Лозовский послушно натянул штаны, влез в валенки, нахлобучил ушанку, стараясь не потревожить рану. Полковник провел его по пустому коридору к двери.
— А где все? — спросил Лозовский.
— Никого нет. Только участковый дрыхнет. Тревогу я подниму часа через два, ты будешь уже далеко.
— Как вы все объясните?
— Ты ничего не знаешь! Ты услышал выстрел, а больше знать ничего не знаешь. И не нужно тебе знать. С Богом, парень. Часть долга я все же отдал.
Вездеход ГТС мягко урчал на холостых оборотах, гнала теплый воздух печка. Лозовский устроился на водительском месте, тронул рычаги. Они мягко подались. Он включил первую скорость и направил машину к реке.
Крутить его стало не через четыре часа, а гораздо раньше — в будке дежурного по леспромхозовскому разъезду, где он ждал, пока сформируют состав с бревнами. Потом была бесконечно долгая езда в тесной кабине маленького, похожего на самовар, паровоза узкоколейки. В Сургут приехали на рассвете. Насос уже гнал по голове горячую ртуть, но напор еще был слабый, ртуть рассасывалась, не доходила до лобных пазух.

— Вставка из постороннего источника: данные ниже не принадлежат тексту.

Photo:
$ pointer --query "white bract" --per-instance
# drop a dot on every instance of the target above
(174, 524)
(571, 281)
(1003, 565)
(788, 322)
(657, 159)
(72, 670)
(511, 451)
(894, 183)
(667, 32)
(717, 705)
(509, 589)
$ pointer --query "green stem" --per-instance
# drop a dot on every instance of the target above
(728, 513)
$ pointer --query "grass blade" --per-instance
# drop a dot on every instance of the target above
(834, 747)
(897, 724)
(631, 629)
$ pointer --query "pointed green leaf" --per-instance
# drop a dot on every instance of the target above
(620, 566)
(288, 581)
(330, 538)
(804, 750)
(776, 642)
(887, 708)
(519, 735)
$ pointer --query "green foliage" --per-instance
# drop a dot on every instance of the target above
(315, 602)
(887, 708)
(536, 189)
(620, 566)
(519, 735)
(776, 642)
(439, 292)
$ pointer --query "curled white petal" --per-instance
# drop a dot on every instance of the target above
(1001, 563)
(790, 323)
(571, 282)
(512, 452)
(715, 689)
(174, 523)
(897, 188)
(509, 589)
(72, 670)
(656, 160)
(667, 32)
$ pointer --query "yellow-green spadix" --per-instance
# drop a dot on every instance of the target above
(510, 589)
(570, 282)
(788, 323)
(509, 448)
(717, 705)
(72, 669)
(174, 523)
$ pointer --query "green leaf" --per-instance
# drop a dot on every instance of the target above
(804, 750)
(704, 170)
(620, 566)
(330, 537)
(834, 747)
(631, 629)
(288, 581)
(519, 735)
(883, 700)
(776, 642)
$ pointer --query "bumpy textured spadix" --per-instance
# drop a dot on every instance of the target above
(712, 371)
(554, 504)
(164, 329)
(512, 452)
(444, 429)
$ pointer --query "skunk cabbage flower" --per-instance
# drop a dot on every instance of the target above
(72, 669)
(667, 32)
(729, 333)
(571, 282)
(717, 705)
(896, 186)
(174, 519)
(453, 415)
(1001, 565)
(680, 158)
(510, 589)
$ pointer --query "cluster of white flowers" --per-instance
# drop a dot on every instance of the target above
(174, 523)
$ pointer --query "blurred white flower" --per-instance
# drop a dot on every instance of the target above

Лозовский не помнил, как он добрался до аэропорта. В платном туалете сбросил грязный камуфляж, надел костюм и «аляску», умылся и только тут рассмотрел себя в зеркало. Увидел чужое, длинное, лошадиное лицо со стиснутыми от приступов боли зубами, серое, в белесой щетине, с распухшими воспаленными веками. Мелькнула мысль о спасительном шприце с промедолом, но он ее отогнал: рано, еще не крайний случай. Постарался расслабиться, к кассе подошел спокойно, молча протянул паспорт и деньги.
— Куда? — спросила кассирша. — Гражданин, вы что, спите? Куда вам?
«В Москву», — хотел сказать Лозовский, но вместо этого сказал:
— В Тюмень.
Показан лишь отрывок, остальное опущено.